Despite the potential military applications, Milchberg says he and his team are focused more on scientific uses, such as extending the range of systems that reveal the chemical makeup of materials by firing lasers at them and measuring the light they give off. Air-based waveguides could send emitted light back to remotely located systems, instead of needing to get up close to analyze a sample.
Journal Reference:
Physical Review X - Accepted Paper: Optical guiding in 50-meter-scale air waveguides, (DOI: https://journals.aps.org/prx/accepted/8707dK4dIb91a60bb6df4e56bdc44a53b2267be80)
(Score: 2) by Beryllium Sphere (r) on Wednesday January 11, @12:37AM (1 child)
I take it there is some reason folded optics with mirrors won't work for this? Is the equipment too heavy to load into an SUV and take to a desert someplace? It would have to be one with no visitors given the safety protocols for high output lasers.
(Score: 0) by Anonymous Coward on Wednesday January 11, @02:39AM
They need to go to a large outside range because this is probably what happened the last time they tried to turn up the laser power that much [youtu.be]. :)

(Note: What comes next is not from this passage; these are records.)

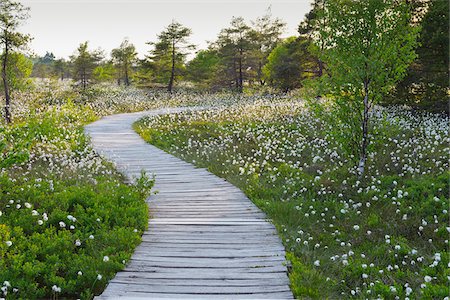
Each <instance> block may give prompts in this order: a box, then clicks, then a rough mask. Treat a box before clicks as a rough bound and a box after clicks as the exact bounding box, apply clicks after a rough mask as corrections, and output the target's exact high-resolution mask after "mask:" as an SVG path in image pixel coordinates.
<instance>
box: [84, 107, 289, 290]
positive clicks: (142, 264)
mask: <svg viewBox="0 0 450 300" xmlns="http://www.w3.org/2000/svg"><path fill="white" fill-rule="evenodd" d="M183 110H185V109H183V108H178V109H172V110H168V109H163V110H157V111H148V112H139V113H131V114H119V115H112V116H108V117H105V118H103V119H101V120H100V121H97V122H95V123H92V124H90V125H88V126H86V133H87V134H89V135H90V137H91V141H92V145H93V147H94V149H96V151H97V152H99V153H100V154H102V155H103V156H104V157H105V158H107V159H108V160H110V161H111V162H113V163H114V164H115V166H116V167H117V169H118V170H119V171H120V172H122V173H123V174H124V175H125V177H126V178H127V180H128V181H129V182H132V181H133V180H134V178H136V177H138V176H139V175H140V174H141V171H145V172H146V174H147V175H150V176H152V175H153V174H154V175H155V176H156V182H155V187H154V190H157V194H154V195H152V196H150V197H149V198H148V199H147V202H148V204H149V209H150V211H149V213H150V217H151V219H150V221H149V226H148V230H147V231H146V232H144V234H143V236H142V240H143V242H142V243H141V244H140V245H139V246H138V247H137V248H136V250H135V253H134V254H133V256H132V257H131V259H130V261H129V262H128V264H127V266H126V268H125V269H124V270H123V271H121V272H119V273H117V274H116V277H115V278H113V279H112V280H111V281H110V283H109V285H108V286H107V288H106V289H105V291H104V292H103V294H102V295H100V296H99V297H97V298H98V299H115V298H124V299H125V298H126V299H143V298H146V299H158V298H161V299H292V298H293V296H292V292H291V291H290V289H289V279H288V277H287V271H286V267H285V265H286V263H285V251H284V248H283V246H282V244H281V241H280V239H279V237H278V236H277V232H276V229H275V227H274V226H273V225H272V224H271V223H269V222H268V221H267V220H266V216H265V214H264V213H263V212H261V210H260V209H259V208H257V207H256V206H255V205H254V204H253V203H252V202H251V201H250V200H249V199H248V198H247V197H246V196H245V194H244V193H243V192H242V191H240V190H239V189H237V188H236V187H235V186H233V185H232V184H230V183H228V182H227V181H225V180H224V179H222V178H219V177H217V176H215V175H213V174H211V173H209V172H208V171H207V170H205V169H200V168H196V167H195V166H193V165H192V164H189V163H186V162H184V161H182V160H180V159H178V158H176V157H174V156H172V155H170V154H167V153H165V152H164V151H162V150H160V149H157V148H156V147H154V146H151V145H149V144H147V143H146V142H145V141H144V140H142V139H141V138H140V137H139V136H138V135H137V134H136V133H135V132H134V131H133V129H132V124H133V123H134V122H135V121H136V120H138V119H139V118H141V117H143V116H145V115H156V114H165V113H170V112H177V111H183Z"/></svg>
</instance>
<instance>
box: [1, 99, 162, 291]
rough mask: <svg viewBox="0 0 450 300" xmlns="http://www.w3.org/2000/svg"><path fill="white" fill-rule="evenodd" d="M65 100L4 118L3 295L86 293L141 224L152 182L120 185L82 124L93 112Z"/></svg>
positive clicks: (92, 290) (91, 288)
mask: <svg viewBox="0 0 450 300" xmlns="http://www.w3.org/2000/svg"><path fill="white" fill-rule="evenodd" d="M34 96H37V95H34ZM28 100H29V101H30V102H31V101H33V100H36V101H37V99H35V98H31V99H28ZM64 102H66V104H64V103H62V104H60V105H57V106H51V105H44V106H43V107H41V108H40V109H41V110H40V111H38V112H36V113H34V114H33V113H30V114H29V116H28V117H26V118H25V117H24V118H19V117H17V119H16V122H15V123H13V124H11V125H5V124H3V125H2V124H0V287H1V290H0V298H2V297H6V298H7V299H44V298H46V299H49V298H72V299H75V298H81V299H91V298H92V297H93V296H94V295H98V294H99V293H101V292H102V291H103V289H104V288H105V286H106V284H107V282H108V280H109V279H111V278H112V277H113V276H114V275H115V273H116V272H117V271H119V270H121V269H123V267H124V266H125V264H126V262H127V261H128V259H129V258H130V256H131V254H132V253H133V251H134V248H135V247H136V246H137V245H138V244H139V243H140V241H141V235H142V232H143V231H144V230H145V228H146V226H147V220H148V207H147V205H146V203H145V201H144V200H145V198H146V196H147V195H148V193H149V191H150V188H151V186H152V185H153V181H152V180H149V179H146V178H145V177H143V178H141V179H140V180H139V181H138V183H137V184H136V185H128V184H125V183H124V178H123V177H122V176H121V175H120V174H119V173H117V172H116V171H115V169H114V168H113V166H112V165H110V164H109V163H106V162H105V161H103V159H101V158H100V157H99V156H98V155H97V154H96V153H95V152H94V151H93V150H92V149H91V147H90V145H89V140H88V139H87V138H86V137H85V135H84V133H83V125H85V124H86V123H88V122H91V121H93V120H95V119H96V118H97V114H96V113H95V112H94V111H93V110H91V109H89V108H87V107H85V106H84V105H78V104H73V103H71V101H67V100H66V99H64Z"/></svg>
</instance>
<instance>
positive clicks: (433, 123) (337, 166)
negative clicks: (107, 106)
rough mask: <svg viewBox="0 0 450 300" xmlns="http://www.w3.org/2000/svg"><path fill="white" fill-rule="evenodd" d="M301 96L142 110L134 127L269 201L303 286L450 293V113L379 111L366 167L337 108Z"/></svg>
mask: <svg viewBox="0 0 450 300" xmlns="http://www.w3.org/2000/svg"><path fill="white" fill-rule="evenodd" d="M260 101H261V100H260ZM296 103H297V102H292V103H278V102H277V103H275V104H274V105H273V106H265V105H264V103H261V102H258V104H255V105H242V106H238V107H231V108H227V109H221V110H218V111H213V110H210V111H205V112H195V113H181V114H174V115H168V116H161V117H153V118H145V119H142V120H140V121H139V122H137V123H136V124H135V129H136V130H137V131H138V132H139V133H140V134H141V135H142V136H143V137H144V138H145V139H146V140H147V141H150V142H151V143H152V144H154V145H156V146H158V147H160V148H162V149H164V150H166V151H168V152H170V153H173V154H175V155H177V156H179V157H180V158H182V159H185V160H188V161H190V162H193V163H194V164H196V165H197V166H199V167H204V168H208V170H209V171H211V172H213V173H215V174H216V175H218V176H221V177H223V178H225V179H226V180H227V181H229V182H231V183H233V184H235V185H236V186H238V187H239V188H241V189H242V190H243V191H244V192H245V193H246V194H247V196H249V198H250V199H251V200H252V201H254V202H255V203H256V204H257V205H258V206H259V207H260V208H262V209H263V210H264V211H265V212H266V213H267V215H268V217H269V218H270V219H271V220H272V221H273V223H274V224H275V225H276V227H277V229H278V230H279V234H280V236H281V237H282V239H283V242H284V245H285V248H286V251H287V252H288V253H287V259H288V260H289V261H290V263H289V264H288V266H289V269H290V274H289V276H290V280H291V288H292V291H293V292H294V293H295V296H296V297H297V298H299V299H302V298H318V299H319V298H320V299H349V298H355V299H361V298H369V299H372V298H377V297H381V298H386V299H393V298H395V297H396V296H398V297H400V298H405V297H407V296H408V297H410V298H427V299H435V298H436V299H440V298H443V297H445V295H446V294H447V295H448V293H449V288H448V278H447V276H448V275H449V271H448V268H447V267H448V263H449V258H450V256H449V253H448V240H449V239H448V237H449V230H450V228H449V227H448V222H449V215H448V205H449V199H448V189H449V182H450V181H449V178H450V173H449V172H448V159H447V156H448V155H447V151H448V145H447V142H446V141H445V139H443V137H444V136H446V134H447V132H448V118H445V117H442V116H440V115H430V114H424V115H416V114H411V113H410V112H408V111H403V110H400V109H396V110H392V111H390V110H384V109H383V110H379V111H377V112H376V114H375V116H374V119H373V134H374V138H373V139H372V141H371V147H370V151H369V156H368V157H369V160H368V162H367V172H366V173H365V174H364V176H362V177H361V178H358V176H356V171H355V168H354V164H353V162H352V160H351V158H348V156H347V155H346V153H345V151H343V149H342V148H343V142H340V141H339V140H337V139H336V138H335V136H334V134H332V133H331V132H330V131H331V128H332V127H333V126H334V123H329V120H330V119H331V118H330V117H329V116H325V114H331V112H327V111H323V115H322V116H321V117H320V118H318V117H315V114H312V113H310V112H309V111H307V110H303V109H299V107H298V106H296V105H295V104H296ZM299 106H300V107H301V104H299ZM426 276H430V278H429V279H425V278H428V277H426ZM426 280H430V282H426ZM422 284H425V285H424V286H421V285H422ZM407 287H410V288H411V289H412V292H411V294H410V295H408V294H409V292H408V290H407Z"/></svg>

Besides the setup and alignment hassles if they used a folded path with a lot of mirrors, you typically try to use as few mirrors in a high power laser system as possible because you can get very large power densities. Each mirror surface you lose a bit in power and beam quality because of scatter off of the roughness of the mirror surface, absorption in the mirror and the little bit you lose because your reflectances aren't 100%. You also get polarization changes off of each mirror reflection. Then when your laser beam exits the laser in its high power density form, you don't want to hit a mirror with it because that might be too much power in such a small spot that even with very high reflecting mirror surfaces, the amount that doesn't reflect can heat up and damage your mirror. For really high power beams, they pass them around inside a laser with as large of a beam diameter as they can to keep the power density low, then tighten up the beam in the last part of the optics.

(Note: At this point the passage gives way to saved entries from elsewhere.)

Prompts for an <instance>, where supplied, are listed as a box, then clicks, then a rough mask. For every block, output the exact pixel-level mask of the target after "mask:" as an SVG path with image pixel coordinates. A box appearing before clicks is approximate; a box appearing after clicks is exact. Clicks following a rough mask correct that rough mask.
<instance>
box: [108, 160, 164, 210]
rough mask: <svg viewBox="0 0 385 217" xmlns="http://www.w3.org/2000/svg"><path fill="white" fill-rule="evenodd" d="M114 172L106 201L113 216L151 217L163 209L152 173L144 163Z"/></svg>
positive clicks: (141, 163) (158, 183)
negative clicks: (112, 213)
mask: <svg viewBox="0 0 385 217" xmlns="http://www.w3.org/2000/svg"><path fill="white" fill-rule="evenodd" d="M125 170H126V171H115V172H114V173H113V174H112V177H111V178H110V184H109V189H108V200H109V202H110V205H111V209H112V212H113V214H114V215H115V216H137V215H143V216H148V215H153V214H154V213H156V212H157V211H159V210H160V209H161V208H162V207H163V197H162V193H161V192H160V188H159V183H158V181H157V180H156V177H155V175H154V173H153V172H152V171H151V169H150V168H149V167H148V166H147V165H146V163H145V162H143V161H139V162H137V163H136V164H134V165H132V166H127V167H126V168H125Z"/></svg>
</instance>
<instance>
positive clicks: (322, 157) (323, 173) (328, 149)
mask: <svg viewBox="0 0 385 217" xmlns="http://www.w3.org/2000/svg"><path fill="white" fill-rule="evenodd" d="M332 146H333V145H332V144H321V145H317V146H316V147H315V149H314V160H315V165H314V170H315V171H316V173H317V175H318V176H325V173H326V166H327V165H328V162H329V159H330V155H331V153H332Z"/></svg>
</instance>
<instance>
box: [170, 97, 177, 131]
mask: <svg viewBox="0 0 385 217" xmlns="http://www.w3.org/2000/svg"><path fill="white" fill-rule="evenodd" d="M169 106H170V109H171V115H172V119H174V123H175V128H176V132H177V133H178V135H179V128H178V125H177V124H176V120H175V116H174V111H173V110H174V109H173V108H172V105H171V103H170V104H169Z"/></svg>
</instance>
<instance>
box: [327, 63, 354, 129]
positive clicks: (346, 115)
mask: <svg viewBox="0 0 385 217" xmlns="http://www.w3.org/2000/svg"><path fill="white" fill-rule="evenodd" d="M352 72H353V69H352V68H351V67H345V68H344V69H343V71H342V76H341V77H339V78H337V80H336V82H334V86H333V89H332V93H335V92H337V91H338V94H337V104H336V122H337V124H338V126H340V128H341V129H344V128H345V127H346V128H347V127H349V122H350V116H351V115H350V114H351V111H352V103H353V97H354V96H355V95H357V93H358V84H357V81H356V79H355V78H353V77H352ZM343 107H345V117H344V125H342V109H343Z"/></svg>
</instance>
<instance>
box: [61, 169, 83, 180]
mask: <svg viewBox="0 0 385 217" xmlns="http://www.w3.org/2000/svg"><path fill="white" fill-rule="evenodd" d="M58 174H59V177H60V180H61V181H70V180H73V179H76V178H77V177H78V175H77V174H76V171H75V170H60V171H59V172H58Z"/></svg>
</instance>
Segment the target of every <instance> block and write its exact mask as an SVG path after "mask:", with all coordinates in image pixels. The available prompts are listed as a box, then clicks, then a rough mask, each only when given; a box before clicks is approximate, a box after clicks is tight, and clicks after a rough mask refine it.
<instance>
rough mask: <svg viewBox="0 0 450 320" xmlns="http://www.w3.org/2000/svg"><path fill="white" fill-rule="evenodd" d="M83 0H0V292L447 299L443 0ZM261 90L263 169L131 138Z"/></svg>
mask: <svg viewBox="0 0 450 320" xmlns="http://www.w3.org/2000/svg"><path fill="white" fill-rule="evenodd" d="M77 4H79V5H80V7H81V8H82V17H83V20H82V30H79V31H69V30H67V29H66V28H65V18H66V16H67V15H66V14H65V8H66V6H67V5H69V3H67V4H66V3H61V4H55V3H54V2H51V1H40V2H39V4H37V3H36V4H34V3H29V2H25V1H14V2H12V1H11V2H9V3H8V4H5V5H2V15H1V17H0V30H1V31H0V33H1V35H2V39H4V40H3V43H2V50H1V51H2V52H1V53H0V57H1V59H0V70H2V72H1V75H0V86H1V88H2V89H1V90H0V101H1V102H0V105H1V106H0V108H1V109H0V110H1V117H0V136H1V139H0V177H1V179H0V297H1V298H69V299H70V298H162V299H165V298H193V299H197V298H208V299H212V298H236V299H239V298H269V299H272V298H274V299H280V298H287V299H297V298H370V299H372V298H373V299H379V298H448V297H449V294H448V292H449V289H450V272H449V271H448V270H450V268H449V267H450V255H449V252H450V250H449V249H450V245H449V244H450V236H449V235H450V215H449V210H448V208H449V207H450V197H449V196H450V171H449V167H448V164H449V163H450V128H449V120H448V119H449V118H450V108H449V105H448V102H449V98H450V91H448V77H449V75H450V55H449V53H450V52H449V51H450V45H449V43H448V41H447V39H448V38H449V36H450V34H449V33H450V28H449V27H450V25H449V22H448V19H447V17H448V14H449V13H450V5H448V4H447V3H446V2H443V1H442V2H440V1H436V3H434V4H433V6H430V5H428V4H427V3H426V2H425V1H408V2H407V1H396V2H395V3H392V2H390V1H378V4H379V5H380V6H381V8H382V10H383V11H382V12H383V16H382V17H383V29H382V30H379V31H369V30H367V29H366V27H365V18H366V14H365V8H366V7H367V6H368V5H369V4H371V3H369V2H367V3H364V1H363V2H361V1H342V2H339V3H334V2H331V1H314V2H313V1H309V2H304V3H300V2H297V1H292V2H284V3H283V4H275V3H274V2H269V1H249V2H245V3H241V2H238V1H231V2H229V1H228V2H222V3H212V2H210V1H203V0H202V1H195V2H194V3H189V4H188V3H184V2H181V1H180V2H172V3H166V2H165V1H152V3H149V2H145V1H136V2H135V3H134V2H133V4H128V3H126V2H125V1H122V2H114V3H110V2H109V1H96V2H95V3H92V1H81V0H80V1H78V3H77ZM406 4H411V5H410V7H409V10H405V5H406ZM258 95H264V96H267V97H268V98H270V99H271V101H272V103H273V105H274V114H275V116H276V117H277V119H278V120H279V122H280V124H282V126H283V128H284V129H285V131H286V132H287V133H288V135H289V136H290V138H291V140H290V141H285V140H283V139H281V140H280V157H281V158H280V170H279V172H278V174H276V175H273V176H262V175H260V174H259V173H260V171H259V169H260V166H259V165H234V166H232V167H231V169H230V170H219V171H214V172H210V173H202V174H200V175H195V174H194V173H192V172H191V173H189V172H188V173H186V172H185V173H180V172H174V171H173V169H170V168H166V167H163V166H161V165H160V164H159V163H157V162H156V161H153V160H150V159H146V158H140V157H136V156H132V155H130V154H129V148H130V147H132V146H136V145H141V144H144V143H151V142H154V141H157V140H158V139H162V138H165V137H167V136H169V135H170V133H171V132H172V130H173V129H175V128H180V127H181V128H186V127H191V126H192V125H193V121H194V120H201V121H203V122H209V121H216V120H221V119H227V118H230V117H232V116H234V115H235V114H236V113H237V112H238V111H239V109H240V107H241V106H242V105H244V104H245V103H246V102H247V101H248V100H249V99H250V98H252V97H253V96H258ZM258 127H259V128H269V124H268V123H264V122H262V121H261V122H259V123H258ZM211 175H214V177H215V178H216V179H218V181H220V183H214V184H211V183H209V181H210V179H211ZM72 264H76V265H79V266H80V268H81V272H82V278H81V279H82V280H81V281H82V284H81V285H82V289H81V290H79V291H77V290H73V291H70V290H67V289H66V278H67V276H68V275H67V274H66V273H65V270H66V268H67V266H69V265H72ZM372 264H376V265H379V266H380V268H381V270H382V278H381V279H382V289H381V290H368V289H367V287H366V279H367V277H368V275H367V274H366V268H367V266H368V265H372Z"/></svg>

The answer to your other question is most likely yes, the setup is too large to put in a vehicle. Their optics are set up on optical tables. Perhaps they can squeeze a lot of it down to a single table, but that's the kind of thing you'd probably need to set up in the back of a trailer or on a flatbed truck.
By the way, here's their paper on arXiv [arxiv.org].

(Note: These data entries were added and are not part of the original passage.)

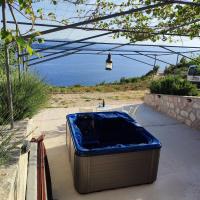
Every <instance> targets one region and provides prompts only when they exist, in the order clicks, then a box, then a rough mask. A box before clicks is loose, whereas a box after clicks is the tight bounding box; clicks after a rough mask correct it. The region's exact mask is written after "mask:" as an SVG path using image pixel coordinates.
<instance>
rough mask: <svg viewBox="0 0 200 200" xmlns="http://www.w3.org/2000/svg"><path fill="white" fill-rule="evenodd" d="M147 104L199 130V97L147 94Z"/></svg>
mask: <svg viewBox="0 0 200 200" xmlns="http://www.w3.org/2000/svg"><path fill="white" fill-rule="evenodd" d="M144 102H145V103H146V104H147V105H150V106H152V107H154V108H155V109H156V110H158V111H160V112H164V113H166V114H168V115H169V116H171V117H173V118H176V119H177V120H178V121H180V122H183V123H185V124H187V125H188V126H191V127H193V128H196V129H199V130H200V97H190V96H175V95H163V94H147V95H146V96H145V98H144Z"/></svg>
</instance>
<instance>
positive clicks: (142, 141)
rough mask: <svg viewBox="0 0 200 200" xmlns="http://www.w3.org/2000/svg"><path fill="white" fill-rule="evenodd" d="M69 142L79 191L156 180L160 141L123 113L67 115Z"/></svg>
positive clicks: (76, 182)
mask: <svg viewBox="0 0 200 200" xmlns="http://www.w3.org/2000/svg"><path fill="white" fill-rule="evenodd" d="M66 118H67V123H66V124H67V128H66V130H67V131H66V140H67V142H66V144H67V148H68V153H69V161H70V163H71V168H72V173H73V179H74V185H75V188H76V190H77V191H78V192H79V193H89V192H94V191H100V190H105V189H112V188H119V187H126V186H132V185H140V184H146V183H152V182H154V181H155V180H156V177H157V171H158V163H159V154H160V149H161V144H160V142H159V141H158V140H157V139H156V138H155V137H154V136H152V135H151V134H150V133H149V132H148V131H147V130H145V129H144V128H143V127H141V126H140V125H139V124H138V123H137V122H136V121H135V120H134V119H132V118H131V117H130V116H129V115H128V114H126V113H123V112H93V113H76V114H70V115H67V117H66Z"/></svg>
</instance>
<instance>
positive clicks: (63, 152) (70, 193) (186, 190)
mask: <svg viewBox="0 0 200 200" xmlns="http://www.w3.org/2000/svg"><path fill="white" fill-rule="evenodd" d="M132 108H135V107H132ZM124 109H125V110H127V111H130V110H133V109H130V107H129V106H127V107H125V108H124ZM77 111H78V109H77V108H74V109H64V108H58V109H57V108H56V109H46V110H43V111H42V112H41V113H39V114H38V115H37V116H35V118H34V119H33V120H34V121H33V122H34V125H35V126H38V129H37V131H36V132H35V135H36V136H37V135H39V134H40V133H45V134H46V139H45V145H46V148H47V154H48V158H49V164H50V170H51V176H52V184H53V195H54V199H57V200H68V199H69V200H72V199H73V200H94V199H95V200H114V199H115V200H122V199H123V200H199V199H200V173H199V171H200V159H199V158H200V157H199V155H200V132H199V131H196V130H194V129H191V128H189V127H188V126H186V125H184V124H182V123H181V122H178V121H176V120H175V119H172V118H170V117H168V116H166V115H164V114H161V113H158V112H155V111H153V110H152V109H151V108H150V107H148V106H145V105H143V104H141V105H140V106H139V107H138V109H137V111H136V113H135V116H134V117H135V118H136V120H137V121H139V122H140V124H142V125H143V126H144V127H146V129H148V130H149V131H150V132H151V133H152V134H153V135H155V136H156V137H157V138H159V139H160V141H161V142H162V150H161V155H160V164H159V170H158V178H157V181H156V182H155V183H153V184H148V185H142V186H134V187H127V188H122V189H115V190H108V191H102V192H96V193H91V194H87V195H81V194H79V193H77V192H76V191H75V189H74V186H73V180H72V174H71V169H70V165H69V162H68V154H67V148H66V145H65V116H66V114H67V113H72V112H77ZM131 113H132V115H133V114H134V112H131Z"/></svg>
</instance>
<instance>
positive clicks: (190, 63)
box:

(Score: 2, Funny) by Anonymous Coward on Wednesday January 11, @12:39AM (1 child)
How do we fix this to the sharks?
(Score: 2) by EvilSS on Wednesday January 11, @08:50AM
(Score: 4, Insightful) by hendrikboom on Wednesday January 11, @03:20AM (2 children)
WOuldn't convection destabilize the air constituting the waveguide?
(Score: 4, Funny) by krishnoid on Wednesday January 11, @04:38AM
Naah, the laser excitation will produce coherence in the air's thermal distribution as well. Sure, that sounds reasonable :-)
(Score: 4, Informative) by Anonymous Coward on Wednesday January 11, @04:46AM
According to their paper, the waveguide is stable on the order of a millisecond.